George Osborne has had two nice surprises in 2015. Lower inflation has eased the interest payments on Britain's national debt and tax receipts have performed better than expected.
This allowed Osborne to ease his austerity plans slightly for the coming Parliament. That, allied with the use of sales of shares in taxpayer-backed banks and other assets acquired during the financial crisis, allowed him to say national debt will be falling in 2015-16 – meeting his original pledge from 2010.
Pushing activity and jobs away from the UK
It would certainly have been easy for a chancellor with one eye on a general election to blow this unexpected bonus on perks to lure voters. However, Osborne instead chose to reduce the national debt.
In terms of the measures announced, I know the sizeable increases to the bank levy will be keenly felt. The rate of the levy was increased to 0.21%, a move he expects to raise an extra £900m ($1.3bn) for each of the next five years.
It's easy to forget banks already pay more than £40bn of tax each year. The levy is already encouraging banks to move activity and jobs away from the UK. I fear this increase will only accelerate that process.
This is a tax that does two things: it makes the UK a less attractive place for international banking activities and simultaneously makes it harder for UK banks to compete in international markets.
There was also a change in the way banks can treat compensation to customers for tax purposes. Take both of these moves together and you have a £5.3bn hit to one of Britain's most important industries.
That number is very close to the £5.2bn of support for savers that Osborne unveiled. At the BBA, we've been concerned by the reluctance of too many of us to save for a long time. The chancellor announced a series of measures to encourage more of us to tuck money away.
Rewards for savers
Osborne's package for the prudent included introducing even greater flexibility for Isas, slashing tax on savings for basic-rate taxpayers and a new scheme to help would-be first-time buyers.
These further changes to Isas will create what I'd call a revolving door for these accounts. From now on it will be possible to withdraw any money you put into a cash Isa during a tax year without losing any of the tax relief if you decide to put it back in.
Many people will welcome this flexibility, which will allow these saving pots to be used as "rainy day" funds thereby increasing the financial resilience of many of us.
There was also the launch of a Help to Buy Isa. This will see the government contribute an extra £500 for every £2,000 that an aspiring homeowner can save.
Osborne also unveiled a new personal savings tax allowance that will ensure 95% of people never have to pay tax on their savings income.
There were some other goodies that might be remembered on 7 May. These included a larger than expected rise in the personal allowance, yet another freeze to fuel duty and some other duty cuts that might encourage some drinkers to raise a glass or two.

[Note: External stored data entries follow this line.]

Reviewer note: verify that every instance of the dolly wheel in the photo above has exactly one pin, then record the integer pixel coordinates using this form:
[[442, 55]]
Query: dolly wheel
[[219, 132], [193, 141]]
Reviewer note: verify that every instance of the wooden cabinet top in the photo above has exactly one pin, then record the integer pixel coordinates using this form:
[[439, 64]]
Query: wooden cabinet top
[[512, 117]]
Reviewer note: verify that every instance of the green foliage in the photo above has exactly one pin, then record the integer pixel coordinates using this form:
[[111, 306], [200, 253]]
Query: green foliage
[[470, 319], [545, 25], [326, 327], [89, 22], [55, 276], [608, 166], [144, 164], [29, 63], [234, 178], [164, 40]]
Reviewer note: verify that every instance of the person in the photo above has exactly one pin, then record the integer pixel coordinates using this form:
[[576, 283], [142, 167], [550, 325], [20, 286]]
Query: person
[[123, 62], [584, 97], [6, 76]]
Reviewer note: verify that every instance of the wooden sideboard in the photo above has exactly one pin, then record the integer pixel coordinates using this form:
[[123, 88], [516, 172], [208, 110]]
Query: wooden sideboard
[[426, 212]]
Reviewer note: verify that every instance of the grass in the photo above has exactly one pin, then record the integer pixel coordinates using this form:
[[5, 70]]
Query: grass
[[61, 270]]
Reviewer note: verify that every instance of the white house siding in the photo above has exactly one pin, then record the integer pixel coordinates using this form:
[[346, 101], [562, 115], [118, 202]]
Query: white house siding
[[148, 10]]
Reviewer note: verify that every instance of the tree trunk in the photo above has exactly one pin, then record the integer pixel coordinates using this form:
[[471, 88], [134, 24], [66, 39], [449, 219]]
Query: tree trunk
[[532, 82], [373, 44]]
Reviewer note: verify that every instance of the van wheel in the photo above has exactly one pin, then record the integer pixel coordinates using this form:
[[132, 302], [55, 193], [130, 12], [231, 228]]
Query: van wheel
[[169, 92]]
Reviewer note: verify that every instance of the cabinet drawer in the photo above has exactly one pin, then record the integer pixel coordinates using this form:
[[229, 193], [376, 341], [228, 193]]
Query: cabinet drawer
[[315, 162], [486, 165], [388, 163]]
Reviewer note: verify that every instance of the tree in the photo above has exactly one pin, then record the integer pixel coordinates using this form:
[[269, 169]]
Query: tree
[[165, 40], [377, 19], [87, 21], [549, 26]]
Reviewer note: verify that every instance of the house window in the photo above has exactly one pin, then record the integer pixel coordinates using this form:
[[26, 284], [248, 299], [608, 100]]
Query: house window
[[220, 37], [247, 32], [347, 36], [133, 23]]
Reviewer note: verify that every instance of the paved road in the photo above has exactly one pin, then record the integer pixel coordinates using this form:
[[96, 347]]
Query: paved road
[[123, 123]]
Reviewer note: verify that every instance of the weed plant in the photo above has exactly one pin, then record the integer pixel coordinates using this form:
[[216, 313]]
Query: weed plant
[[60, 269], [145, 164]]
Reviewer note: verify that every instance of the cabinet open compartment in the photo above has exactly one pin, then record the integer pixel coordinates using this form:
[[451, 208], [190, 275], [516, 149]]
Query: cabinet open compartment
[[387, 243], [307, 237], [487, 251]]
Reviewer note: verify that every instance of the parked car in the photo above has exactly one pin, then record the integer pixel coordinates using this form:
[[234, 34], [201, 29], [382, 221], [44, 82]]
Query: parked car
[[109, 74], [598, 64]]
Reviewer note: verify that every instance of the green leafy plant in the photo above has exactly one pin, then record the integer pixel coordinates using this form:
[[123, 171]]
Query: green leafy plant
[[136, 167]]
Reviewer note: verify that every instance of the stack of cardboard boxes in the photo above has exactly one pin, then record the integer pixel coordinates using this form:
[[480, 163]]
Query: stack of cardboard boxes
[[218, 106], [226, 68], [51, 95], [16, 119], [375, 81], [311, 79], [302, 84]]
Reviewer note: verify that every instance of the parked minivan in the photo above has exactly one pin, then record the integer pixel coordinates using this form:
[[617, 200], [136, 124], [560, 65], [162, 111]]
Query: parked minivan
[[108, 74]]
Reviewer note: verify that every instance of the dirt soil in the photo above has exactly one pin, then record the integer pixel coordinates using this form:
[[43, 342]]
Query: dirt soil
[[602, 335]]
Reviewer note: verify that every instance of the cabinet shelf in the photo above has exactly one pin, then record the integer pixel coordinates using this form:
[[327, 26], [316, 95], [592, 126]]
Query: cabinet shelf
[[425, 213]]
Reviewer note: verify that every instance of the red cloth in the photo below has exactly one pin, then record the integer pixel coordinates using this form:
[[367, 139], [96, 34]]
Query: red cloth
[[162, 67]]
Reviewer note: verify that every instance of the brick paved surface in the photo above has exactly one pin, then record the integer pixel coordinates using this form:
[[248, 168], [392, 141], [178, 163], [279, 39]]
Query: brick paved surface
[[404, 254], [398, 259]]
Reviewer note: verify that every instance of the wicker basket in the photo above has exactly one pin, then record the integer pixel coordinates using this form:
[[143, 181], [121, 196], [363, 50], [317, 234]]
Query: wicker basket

Osborne announced a review of the unpopular business rates system, tax cuts to cheer the oil industry and a doubling of public funds to support exports to China.
This was without doubt a confident performance by the chancellor. There was the sound of a lot of giveaways – but the price tag wasn't too painful and he still managed to show the public finances are moving in the right direction.
The overall picture of the economy could be slightly rosier. Yes, the Office for Budget Responsibility's growth forecasts for the economy went up and is on trend with the UK's long-term performance. But they still look a little meek compared with what the Bank of England expects. As I say, this was a skilful use of the good fortune the chancellor has enjoyed in recent months.
Was it skilful enough? We'll have a better indication of that on 8 May. However, surely we should all worry when the biggest new revenue raiser in the budget is a raid on our largest export industry – a sector that employs hundreds of thousands of people across our country and provides the finances millions of individuals and businesses need to grow. I cannot see how that is a sustainable path for any economy.
Richard Woolhouse is chief economist at the BBA.